Food of devotion and love

“There is a unique pooja they perform at the Walli Amma Devala. It is known as the ‘Maa Wilakku Pooja’ or in Tamil as ‘Mathenneyi Wilakku Pooja’. For this, they use flour made of Foxtail Millet (known as thana haal in Sinhala), bee’s honey, Ghee and Banana. This food resembles the first food given by Walli Amma to the God Kataragama. First, they take a clean pot, add flour and honey, mix them well, then add Ghee and peeled bananas. Then a piece of cloth is put inside it and the cloth is then lighted like a lamp. Then they move the burning piece of cloth and cook the mixture in it. This is the pooja. Once it is done, they distribute the cooked food to those who are present,” explained Ruwan.

“It is a delicious food with a distinct taste.”

Sinhala and Tamil harmony; language is not a barrier to unite

Another reason why the Walli Amma Devala is special to Tamil devotees is that, although the priest is Sinhalese, he is fluent in Tamil and has very good knowledge of the Tamil culture.

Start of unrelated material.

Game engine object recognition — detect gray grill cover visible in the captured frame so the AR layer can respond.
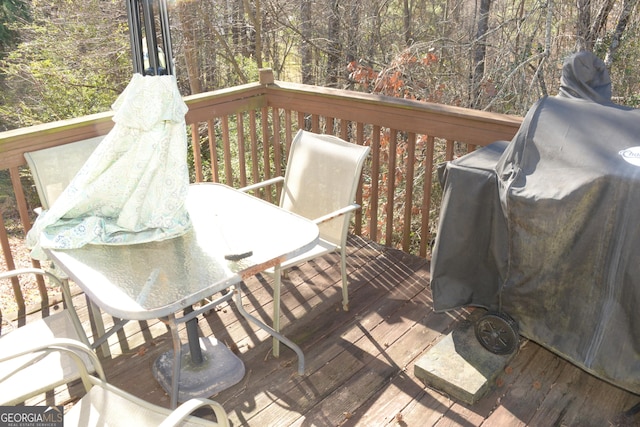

The current Chief Priest of the Ruhunu Maha Kataragama Devala, Somipala T. Ratnayake’s brother Wimal T. Ratnayake is the Priest of the Walli Amma Devala. He has even received the hospitality of the Chief Priest of the Tiruchendur Temple – a shrine dedicated to God Kataragama in South India – and was invited to stay there and participate in the rituals of that temple. As he has very good knowledge about this cult and about the Tamil beliefs, Tamil devotees get along with him very well.

“I think that those who want a solution to the ethnic issue in Sri Lanka should visit Kataragama during these 14 days to witness the Sinhala-Tamil unity and harmony. We cannot speak or understand Tamil. Most of them cannot understand English or Sinhala. But when we host them, they keep their hands on their chest, bow a little and treat us back with an innocent genuine smile, which is able to break all language barriers,” concluded Ruwan.